Gertrude Bell kept her Arabian diaries of 1913-1914 in two notebooks for later reporting to the British ambassador in Constantinople. However, she sent a more refined and expanded version of them to her lover, Major Charles Doughty-Wylie, with some references in them to how much she missed him; these constitute the bulk of Rosemary O’Brien’s edited book. O’Brien includes the two notebooks of diaries in the same volume, but in smaller font. One can compare the two versions, and it is interesting to note Gertrude Bell’s elegant style in the Doughty-Wylie version, exhibiting a semblance of order, and then to read her hastily recorded brief impressions in the two notebooks. Both versions benefit from her observant eye that captures natural scenery, human personalities, daily events, and varying moods of expectation, fear, and anxiety. Her photographs of Arab men and women, of desert scenery and historical ruins, of her camels and caravan companions render her text more vivid.
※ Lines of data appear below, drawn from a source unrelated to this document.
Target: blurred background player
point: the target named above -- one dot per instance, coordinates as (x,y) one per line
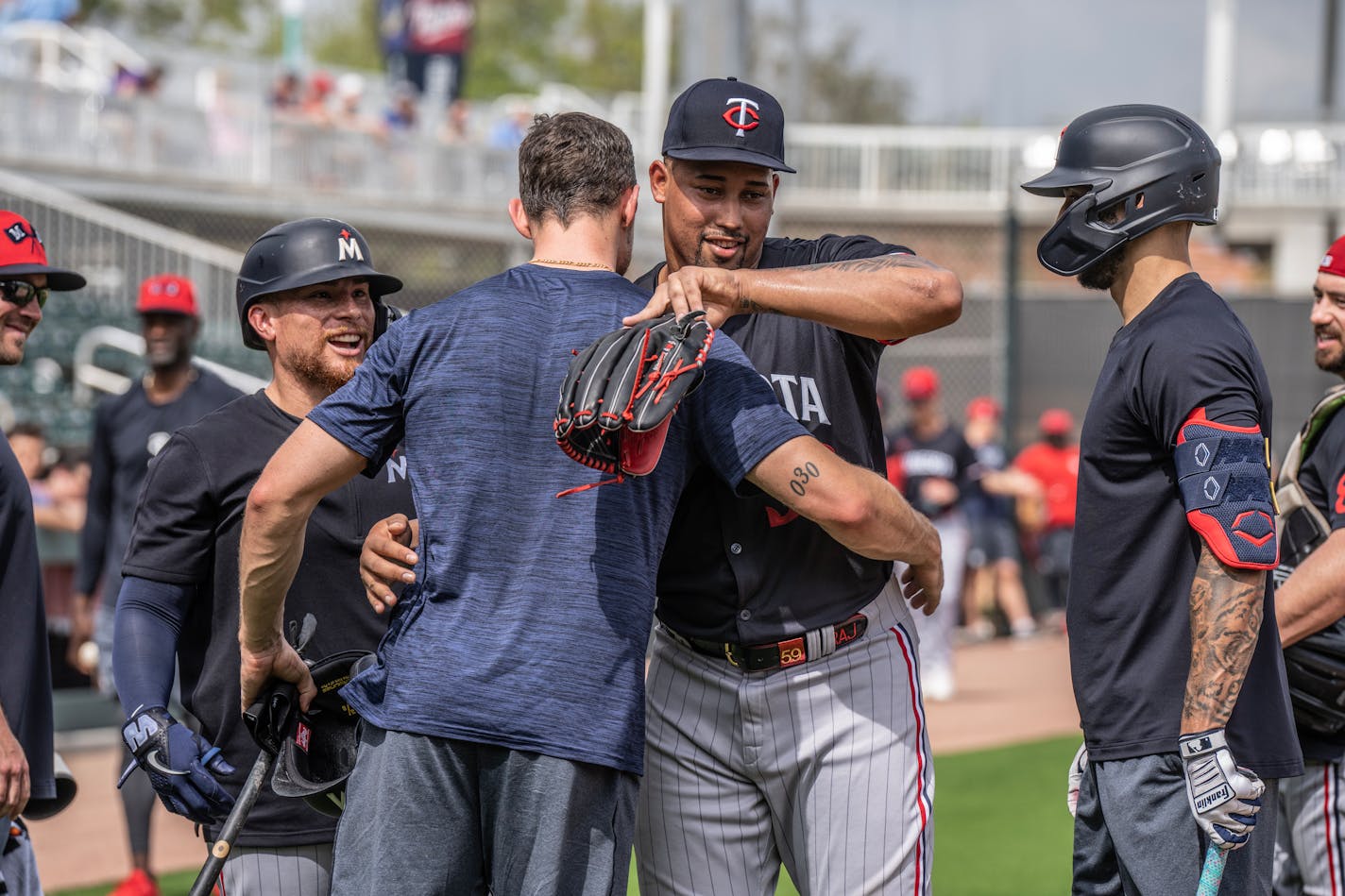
(26,713)
(310,297)
(128,431)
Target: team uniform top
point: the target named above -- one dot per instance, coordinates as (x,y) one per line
(128,431)
(1134,553)
(1322,479)
(25,667)
(186,533)
(744,569)
(529,617)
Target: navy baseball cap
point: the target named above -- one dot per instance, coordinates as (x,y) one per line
(726,120)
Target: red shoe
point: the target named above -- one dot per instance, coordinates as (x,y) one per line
(137,884)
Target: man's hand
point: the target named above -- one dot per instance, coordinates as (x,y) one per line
(1223,797)
(15,782)
(712,290)
(386,560)
(181,766)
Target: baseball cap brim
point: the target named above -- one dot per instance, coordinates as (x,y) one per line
(721,154)
(58,279)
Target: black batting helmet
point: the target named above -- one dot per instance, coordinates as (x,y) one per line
(1154,161)
(300,253)
(1316,671)
(316,760)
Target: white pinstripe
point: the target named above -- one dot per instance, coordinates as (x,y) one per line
(822,767)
The information in her diaries was useful to British troops in the Great War, especially details about the routes and water sources in the desert and the conditions and attitudes of Arab tribes and their leaders in the area. Military geographers, imperial administrators, and policy makers have also found Bell’s careful work useful. Despite the romantic notion of travel in “the mystical East” that Gertrude Bell’s book exhibits, readers should not forget that she was a product of British capitalist imperialism and aggressive industrialist colonialism. Her writings served the expansionist drive of her country, providing knowledge that helped them obtain power over weaker people.                                                                         

This review appeared in Al Jadid Magazine, Vol. 6, No. 33, Summer 2000.